負けてはいられないな、そんな欲を出そうとする自分を諫めながら、ゆっくりと、改めて指先、足先まで、槍の先に至るまで、自分の思い通りに動いているか、それを確かめるように、ゆっくりと動き続ける。


「お。こうか。こうだな。」

「はい、その調子ですよ。ただ、剣を振るたびに少しづつ前に行っているのが分かりますか。」

「ほんとだ。おかしいな。その場で振ってるつもりなんだけど。」

「思い通りに動く、それがどれだけ難しいか、よくわかるでしょう。

 はい、元の場所に戻って、動かないように気を付けて。」

「短剣って、こんなに重いんだ。槍より楽かな、なんて思ってたけど。」

「槍は三日握れば人を殺せる、そういわれる武器です。極めるとなれば、難度は変わりませんが、最低限であれば一番楽なものですよ。

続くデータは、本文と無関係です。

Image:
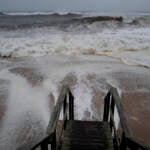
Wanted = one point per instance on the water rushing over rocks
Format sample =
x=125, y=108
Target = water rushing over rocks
x=29, y=102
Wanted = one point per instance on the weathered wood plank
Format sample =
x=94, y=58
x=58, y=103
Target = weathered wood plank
x=89, y=135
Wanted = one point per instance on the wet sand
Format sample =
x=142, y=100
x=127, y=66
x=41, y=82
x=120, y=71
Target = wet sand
x=134, y=86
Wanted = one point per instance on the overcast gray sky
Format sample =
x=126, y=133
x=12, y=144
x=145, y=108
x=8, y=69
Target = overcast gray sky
x=76, y=5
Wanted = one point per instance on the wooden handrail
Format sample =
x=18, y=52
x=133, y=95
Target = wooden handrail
x=111, y=100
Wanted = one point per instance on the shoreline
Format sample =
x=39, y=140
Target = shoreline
x=89, y=77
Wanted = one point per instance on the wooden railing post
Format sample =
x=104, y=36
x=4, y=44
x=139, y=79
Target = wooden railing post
x=44, y=145
x=53, y=144
x=123, y=145
x=71, y=106
x=106, y=107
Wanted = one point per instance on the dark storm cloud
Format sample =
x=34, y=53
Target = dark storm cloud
x=75, y=5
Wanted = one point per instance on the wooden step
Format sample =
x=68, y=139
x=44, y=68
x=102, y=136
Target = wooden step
x=87, y=135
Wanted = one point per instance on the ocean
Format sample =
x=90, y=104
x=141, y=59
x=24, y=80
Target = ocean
x=122, y=36
x=88, y=51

 はい、下がっていますよ。元の高さに。それと背中が曲がっています。腕だけで持てばさらに疲れますよ。」

「分かりました。」

「振ってみたいんだが。」

「今は、体になじませてください。いえ、意味が分かるでしょうから、そのまま振り上げて、一度振り下ろしてみましょう。」

「ぬ。」

「はい、そうですね。振るとなると構えを維持するのが途端に難しくなります。

 まだ、楽なたての動きでそれです。今後は横にも振りますよ。」

「力に自信はあったのだが。」

「力だけでどうにかなるほど、武の道は浅くありません。

 心技体、そのどれが欠けてもいけませんから。」

「なんで、私よりちっちゃいオユキちゃんが、これを軽々と振れたの。」

「それこそ、正しい訓練、その成果です。はい、刃先がふらついています。」

「あれ。ほんとだ。」

「そこでにぎりに力を入れて対応するのでなく、持ち手を腰に近づけてみましょう。」

「あ、うん。分かったかも。」


そんなやり取りが続く中、護衛として側に入るクララは、ただ懐かしいような、微笑ましいような、そんなただ穏やかな表情でその姿を眺めている。

そして、その横にはいつのまにか、イマノルが立っており、トモエの言葉に耳を傾けている。

トモエが気が付かないことはないだろうし、クララもイマノルに、話しかけているのを確認しているオユキは、さて、自分は今になってもトモエから注意を受けるだろうか、そんな事を考えながらも、ただ訓練に没頭する。

昔、確かにそうしていた、屋根の下、板張りの間で、そんな遠い時を思い出しながら。